Pac-Man runs off an Atmel AT90S8515 chip running at 8MHz with external memory. Two output pins are connected to a Digital-to-Analog Converter (DAC) to the composite video input of a television. Limited to 8Mhz, the microcontroller outputs a non-interlaced picture of 176 (W) x 200 (H) pixel resolution. Our MCU, memory, and memory latch are all mounted on an STK-200 development board which enabled a transparent hardware interface with the external memory.
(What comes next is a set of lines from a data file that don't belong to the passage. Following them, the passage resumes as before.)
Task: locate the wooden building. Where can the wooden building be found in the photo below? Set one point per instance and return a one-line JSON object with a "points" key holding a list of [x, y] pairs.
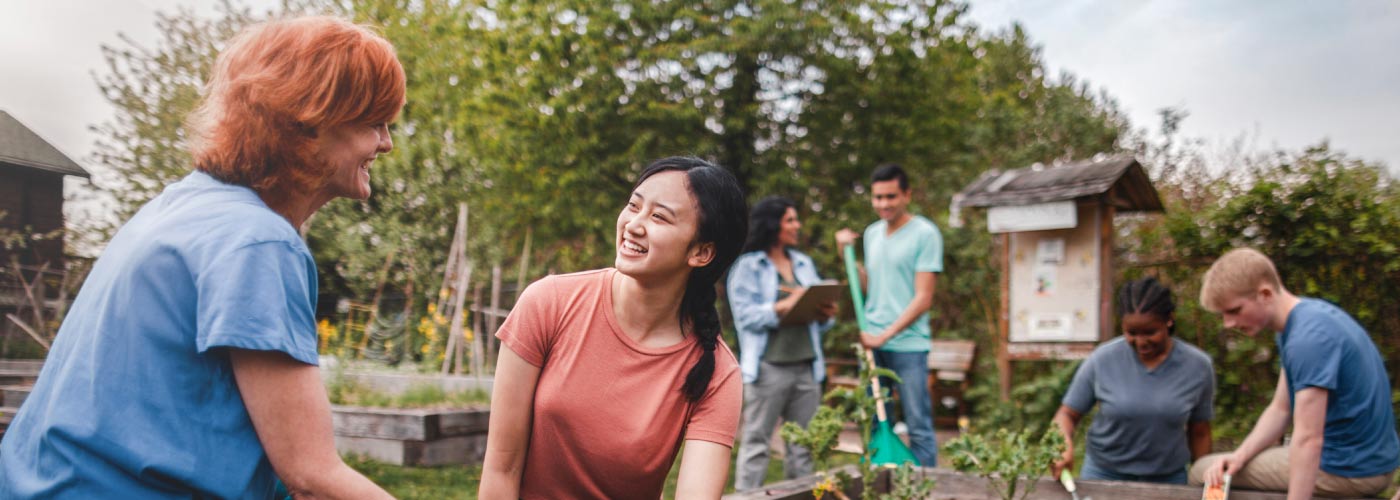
{"points": [[31, 192], [1056, 242]]}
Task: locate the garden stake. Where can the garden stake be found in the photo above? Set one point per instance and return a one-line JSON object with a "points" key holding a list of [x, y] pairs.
{"points": [[1067, 479], [885, 447]]}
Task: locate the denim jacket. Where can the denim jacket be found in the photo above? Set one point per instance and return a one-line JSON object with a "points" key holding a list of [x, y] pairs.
{"points": [[752, 289]]}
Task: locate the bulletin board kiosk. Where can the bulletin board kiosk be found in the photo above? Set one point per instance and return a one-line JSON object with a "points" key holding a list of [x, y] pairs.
{"points": [[1056, 244]]}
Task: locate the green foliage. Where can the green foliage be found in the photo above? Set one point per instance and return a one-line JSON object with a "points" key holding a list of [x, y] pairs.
{"points": [[1008, 460], [1032, 402], [420, 482], [349, 392], [1326, 220], [153, 88]]}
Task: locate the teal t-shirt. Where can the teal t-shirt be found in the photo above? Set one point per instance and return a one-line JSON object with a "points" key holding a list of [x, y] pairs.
{"points": [[891, 262]]}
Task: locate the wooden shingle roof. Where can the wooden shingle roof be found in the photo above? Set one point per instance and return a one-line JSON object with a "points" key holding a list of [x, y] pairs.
{"points": [[23, 147], [1120, 179]]}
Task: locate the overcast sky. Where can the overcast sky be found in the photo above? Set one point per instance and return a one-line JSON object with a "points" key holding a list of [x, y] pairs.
{"points": [[1285, 72]]}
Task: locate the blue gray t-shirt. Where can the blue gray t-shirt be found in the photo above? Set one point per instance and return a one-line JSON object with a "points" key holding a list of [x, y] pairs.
{"points": [[137, 398], [1323, 346], [1141, 426]]}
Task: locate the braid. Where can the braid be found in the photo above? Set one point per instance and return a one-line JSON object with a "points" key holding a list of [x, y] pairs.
{"points": [[1148, 296], [697, 308], [723, 216]]}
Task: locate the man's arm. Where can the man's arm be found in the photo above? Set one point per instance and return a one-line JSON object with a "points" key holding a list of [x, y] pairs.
{"points": [[1267, 432], [704, 468], [924, 283], [507, 440], [846, 238], [1305, 448], [291, 415]]}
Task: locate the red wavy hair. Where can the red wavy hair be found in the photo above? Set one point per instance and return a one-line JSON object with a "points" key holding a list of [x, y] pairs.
{"points": [[276, 86]]}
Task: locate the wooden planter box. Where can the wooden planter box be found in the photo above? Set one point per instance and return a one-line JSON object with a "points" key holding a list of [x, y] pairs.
{"points": [[412, 436], [951, 485]]}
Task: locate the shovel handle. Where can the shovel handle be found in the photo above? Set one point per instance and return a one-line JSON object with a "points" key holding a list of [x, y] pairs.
{"points": [[879, 401], [853, 278]]}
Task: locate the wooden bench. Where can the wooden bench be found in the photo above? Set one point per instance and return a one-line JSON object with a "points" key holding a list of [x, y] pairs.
{"points": [[949, 369]]}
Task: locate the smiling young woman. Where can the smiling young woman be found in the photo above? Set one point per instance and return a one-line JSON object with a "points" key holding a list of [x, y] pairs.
{"points": [[606, 373], [1155, 397]]}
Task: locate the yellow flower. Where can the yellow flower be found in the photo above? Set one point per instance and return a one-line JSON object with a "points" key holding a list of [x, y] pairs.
{"points": [[325, 332]]}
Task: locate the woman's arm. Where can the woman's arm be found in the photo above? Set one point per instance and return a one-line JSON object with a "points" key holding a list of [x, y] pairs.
{"points": [[1066, 418], [291, 415], [752, 310], [704, 468], [507, 440]]}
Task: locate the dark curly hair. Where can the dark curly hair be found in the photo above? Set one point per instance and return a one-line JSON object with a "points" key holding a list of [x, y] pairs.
{"points": [[1148, 296]]}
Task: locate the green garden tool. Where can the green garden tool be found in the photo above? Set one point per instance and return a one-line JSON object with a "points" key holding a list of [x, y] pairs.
{"points": [[1067, 479], [885, 447]]}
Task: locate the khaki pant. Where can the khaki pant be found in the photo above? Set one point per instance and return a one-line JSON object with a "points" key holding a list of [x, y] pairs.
{"points": [[1269, 471]]}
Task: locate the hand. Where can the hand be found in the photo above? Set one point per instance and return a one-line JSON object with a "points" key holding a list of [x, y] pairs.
{"points": [[1228, 465], [784, 306], [828, 311], [1063, 464], [846, 237], [872, 341]]}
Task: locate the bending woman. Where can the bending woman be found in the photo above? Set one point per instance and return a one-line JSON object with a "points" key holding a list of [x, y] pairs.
{"points": [[186, 366], [781, 366], [606, 373], [1155, 397]]}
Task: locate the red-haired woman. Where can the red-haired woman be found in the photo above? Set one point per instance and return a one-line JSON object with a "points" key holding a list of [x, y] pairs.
{"points": [[188, 363]]}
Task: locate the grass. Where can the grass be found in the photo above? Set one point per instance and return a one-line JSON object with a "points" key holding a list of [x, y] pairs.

This entire project was written in AT90S8515 assembly (yes, our programmer was quite insane when he thought to do this) for speed and greater control execution time. Our program's video generation code is simply a very tightly optimized AT90S8515 assembly version of Professor Land's optimized Mega32 video code available here. All tasks are performed within the one interrupt routine that generates a sync pulse at regular intervals. Lines that are not being used to blast registers to the screen are used instead to update the game state with the various subroutines. Care must be taken to divide work up between lines so that the sync generator is able to produce its signal at the required times. For smooth, un-interlaced playback, sprite placement is updated a maximum of every other field (i.e. every frame) which gives us an effective refresh rate of 30 frames per second.

With the map and pills and positions of Pac-Man and the ghosts, we needed external memory. At the time of our project conception, the AT90S8515 was the only chip available from Atmel that would support external ram natively. We needed built-in support of ram and since the faster ATMEGA8515 and ATMEGA162 chips were unavailable until just the weekend before this project was due, we had to go with the AT90S8515 and its 8Mhz speed limit. Using the either the Mega8515 or Mega162, we would have been able to generate a much tighter raster horizontally, outputting at least 256 pixels across (32 registers) and possibly using interlaced code to provide 400 pixels down.

Due to limitations on the number of available pins because of external ram interfacing, we initially had to use the push buttons provided by the STK-200 as our directional buttons instead of implementing a game controller. Later on we moved the buttons offboard to a more intuitive directional configuration.